Any of the Americans I spoke to, who had flown thousands of miles to the picturesque town, said they initially became fascinated with the royals (particularly Harry and Prince William) during Princess Diana’s lifetime.
While covering their two-day trip to Dublin in July, there was a different reception. Firstly, there was a significantly smaller crowd and certainly not the numbers befitting the extensive security required or the snipers and undercover Gardai that followed their every move.
The trip itself was well received by the public, but for those covering it, it was a poorly organised disaster; but it’s hard to describe that in detail without sounding like a moany media type and will likely result in more people telling people how jealous I am again.
Still, it gave me two opportunities to see the couple in person to measure the public’s affection for them and how they engage in return.
While the numbers were somewhat paltry here, it wasn’t reflective of their popularity (it was in the middle of a work day and raining) as this modern royal couple are universally beloved as the world continue to watch their real-life love story unfold.
They are also beneficiaries of the social media age.
A blog called Meghan’s Mirror is often credited with being the first to identify pieces of Meghan’s wardrobe and it is a go-to source for royal watchers and Meghan fans the world over.

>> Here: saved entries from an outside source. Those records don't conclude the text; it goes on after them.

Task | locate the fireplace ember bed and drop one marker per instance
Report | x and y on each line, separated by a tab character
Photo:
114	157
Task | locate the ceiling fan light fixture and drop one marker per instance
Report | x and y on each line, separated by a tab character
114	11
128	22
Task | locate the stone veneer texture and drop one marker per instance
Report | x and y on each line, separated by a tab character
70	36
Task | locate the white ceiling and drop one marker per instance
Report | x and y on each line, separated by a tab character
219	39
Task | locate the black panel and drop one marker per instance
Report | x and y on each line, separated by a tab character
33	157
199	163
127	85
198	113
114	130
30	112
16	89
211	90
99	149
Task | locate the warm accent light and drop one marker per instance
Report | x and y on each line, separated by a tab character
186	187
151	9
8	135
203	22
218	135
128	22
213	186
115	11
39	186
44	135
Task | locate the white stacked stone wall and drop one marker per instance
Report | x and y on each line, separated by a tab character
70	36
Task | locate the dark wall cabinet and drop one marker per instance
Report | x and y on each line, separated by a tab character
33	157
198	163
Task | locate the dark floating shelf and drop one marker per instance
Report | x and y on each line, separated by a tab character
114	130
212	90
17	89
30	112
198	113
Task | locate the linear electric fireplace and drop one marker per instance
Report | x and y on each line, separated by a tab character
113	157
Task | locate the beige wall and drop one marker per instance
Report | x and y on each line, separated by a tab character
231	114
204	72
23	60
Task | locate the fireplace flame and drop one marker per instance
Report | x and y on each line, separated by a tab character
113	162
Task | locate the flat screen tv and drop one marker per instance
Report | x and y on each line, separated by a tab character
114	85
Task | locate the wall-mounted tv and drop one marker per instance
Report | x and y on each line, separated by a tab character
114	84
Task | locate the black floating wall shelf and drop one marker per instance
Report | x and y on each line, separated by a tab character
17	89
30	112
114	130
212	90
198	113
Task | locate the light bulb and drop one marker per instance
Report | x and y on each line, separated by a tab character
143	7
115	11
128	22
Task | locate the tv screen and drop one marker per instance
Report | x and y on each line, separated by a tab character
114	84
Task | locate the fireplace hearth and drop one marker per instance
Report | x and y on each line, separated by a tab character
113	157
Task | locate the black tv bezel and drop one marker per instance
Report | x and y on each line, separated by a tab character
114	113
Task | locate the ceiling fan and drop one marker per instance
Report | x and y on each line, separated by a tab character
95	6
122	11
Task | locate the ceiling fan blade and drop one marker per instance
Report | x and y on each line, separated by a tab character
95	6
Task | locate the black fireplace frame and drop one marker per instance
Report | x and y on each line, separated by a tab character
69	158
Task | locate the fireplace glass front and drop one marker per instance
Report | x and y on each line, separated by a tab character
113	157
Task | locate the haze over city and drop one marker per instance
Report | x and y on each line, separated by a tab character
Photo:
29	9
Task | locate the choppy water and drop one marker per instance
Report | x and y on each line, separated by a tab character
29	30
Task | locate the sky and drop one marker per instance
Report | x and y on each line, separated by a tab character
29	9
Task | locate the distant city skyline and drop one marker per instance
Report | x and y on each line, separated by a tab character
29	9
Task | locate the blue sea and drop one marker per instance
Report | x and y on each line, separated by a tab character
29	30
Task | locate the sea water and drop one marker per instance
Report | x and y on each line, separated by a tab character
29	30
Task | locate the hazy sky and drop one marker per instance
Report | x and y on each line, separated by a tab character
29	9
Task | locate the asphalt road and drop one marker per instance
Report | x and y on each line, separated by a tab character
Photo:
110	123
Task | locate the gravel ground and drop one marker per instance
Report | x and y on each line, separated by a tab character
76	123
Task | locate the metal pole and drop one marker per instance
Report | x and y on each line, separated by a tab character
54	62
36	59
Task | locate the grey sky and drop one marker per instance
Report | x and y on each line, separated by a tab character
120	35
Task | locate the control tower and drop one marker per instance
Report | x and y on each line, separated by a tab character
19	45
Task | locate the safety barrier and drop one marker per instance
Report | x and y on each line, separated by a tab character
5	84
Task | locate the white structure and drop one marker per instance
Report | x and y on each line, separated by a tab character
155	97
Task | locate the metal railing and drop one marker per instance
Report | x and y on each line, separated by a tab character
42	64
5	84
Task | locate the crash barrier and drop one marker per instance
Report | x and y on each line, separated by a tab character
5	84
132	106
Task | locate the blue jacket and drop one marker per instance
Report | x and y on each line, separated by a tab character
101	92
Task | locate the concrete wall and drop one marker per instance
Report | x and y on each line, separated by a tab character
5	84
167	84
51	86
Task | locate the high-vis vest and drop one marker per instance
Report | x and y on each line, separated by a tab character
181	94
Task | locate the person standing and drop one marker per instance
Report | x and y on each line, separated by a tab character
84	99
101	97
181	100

It's run by two women Amanda and Christine, who said that her soaring popularity in fashion is down to being "polished but imperfect".
"Part of the reason Meghan became popular so quickly is that she was very relatable; she was wearing jeans, blouses, a nice pair of flats – some of it might have been expensive but a lot of it wasn’t," they told You magazine.
There has been something of a division among royal watchers: those who believe Meghan is exploiting Harry’s affability and is a calculated social climber who is putting on the best performance of her life as an actress or a great sense of sympathy for what she has gone through so publicly with her family.
You could write a sociological and anthropological thesis on the real-life associations we make with strangers based on the public narrative we’re told; but frankly, that’s far beyond my expertise.
It does, however, raise some interesting questions about the public’s fascination with these two, which is growing by the day, especially during their jam-packed tour Down Under.
They have done a number of things that would suggest they are not as picture perfect as we might think, especially as they navigate their way through this very public relationship. They reportedly announced their baby news at his cousin Princess Eugenie’s wedding and the way they handled Meghan’s disastrous family drama was frankly a mess.
Harry’s appeal lay with his late mother; something that Meghan would be all too familiar with in a personal capacity as his wife and through the knowledge she gained in 35 years before entering the royal fishbowl. Her decision to wear jewels that previously belonged to Diana is no coincidence and is further evidence of her desire to endear herself to the British public.
A number of comparisons have been drawn between the two, from Meghan’s dress sense to her personal causes as she is clearly emulating one of the most beloved royals in history - a sensible tactic by an incredibly intelligent woman who didn’t have the 10-year headstart that her sister-in-law had before officially marrying into the family.
Kensington Palace has been on an aggressive PR campaign post-Brexit, sending the ‘Fab Four’ to select events in the UK and abroad to foster European relations, not to mention their commitment to a positive news cycle. This year alone they have celebrated two royal weddings, one royal baby arrival, one royal baby news announcement and Prince George and Princess Charlotte making a number of adorable appearances over the last 10 months.
It is largely being considered the ‘golden age’ of the royals: the affection for Prince Charles just isn’t there, especially in comparison to Queen Elizabeth, but William and Harry are securing the longevity of the throne one carefully choreographed appearance after another.
And Meghan’s sprinkle of Hollywood stardust might be just what they needed to thrive.